9:22Lei da Compensação

de Fernando Muniz 

        Entra no bar sem muita esperança. Duas ou três mesas com figuras cinzentas e, nos fundos, um rapaz dedilha numa viola desbeiçada um set de música popular.

Junto ao palco, escondida por uma cortina velha, uma garota. Sozinha. Pele branca, cabelo castanho e franja, mira os presentes com um olhar perdido, como se tomada por uma profunda melancolia. Bela.

Aproxima-se da mesa, e, nos olhos da moça, surge uma nesga de pânico. Pensa em recuar, mas não, ela é bonita, rosto e mãos delicadas.

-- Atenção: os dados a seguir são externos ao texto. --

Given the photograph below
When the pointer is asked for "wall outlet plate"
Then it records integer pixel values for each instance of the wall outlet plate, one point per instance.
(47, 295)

E aquela sensação de deslocamento, que o deixa intrigado.

Senta-se sem a menor cerimônia, nem pede licença. Ela não esboça reação. Tenta puxar conversa, solta uma ou duas cantadas, clichês surrados, e a garota corresponde. Dá um sorriso e ele se anima. Tanto que pede uma bebida, forte, coquetel mais exótico do lugar. O rapaz da viola desiste de cantar e a plateia sequer nota.

O bar se esvazia. Ele a convida para continuarem a noite. Ela parece tomada por um profundo desconforto. O rapaz busca as mãos dela, por baixo da mesa. Quem sabe encontra as coxas; encontra uma armação de ferro a envolver as pernas frias. No rosto dela transparece uma dor imensa, de quem se acostumou à rejeição.

Mas ele não sai do lugar. Superado o susto, começa a alisar a armadura de ferro. Dá um sorriso terno, que a cativa. Levantam-se da mesa; ele a ajuda a vestir um sobretudo rosa e oferece o braço, que ela segura forte, protegida.

Em casa, enfrentam algumas dificuldades, que o fazem descer pela escadaria do prédio atrás de uma caixa de ferramentas, pois o fecho da armação emperrou. Sente-se um cavaleiro medieval, a conquistar donzela alheia. A moça sorri, divertida, enquanto ele enfrenta a escadaria novamente. O elevador é demorado demais.

Livres do empecilho, ele a carrega. Ela se deixa levar, curiosa com algo tão raro. Pede para deixar a luz apagada. O rapaz não aceita; quer vê-la inteira. Começa a afagá-la, busca suas pernas inertes, nervoso. A moça pede para que ele pare. Mas ele avança. A moça se sente à beira de um precipício. E se joga de cabeça.

Agora é a vez de o rapaz se assustar. Uivos, unhas nas costas, mordidas no pescoço. Nem parece que lhe faltam pernas. E nunca viu tanta fome de viver.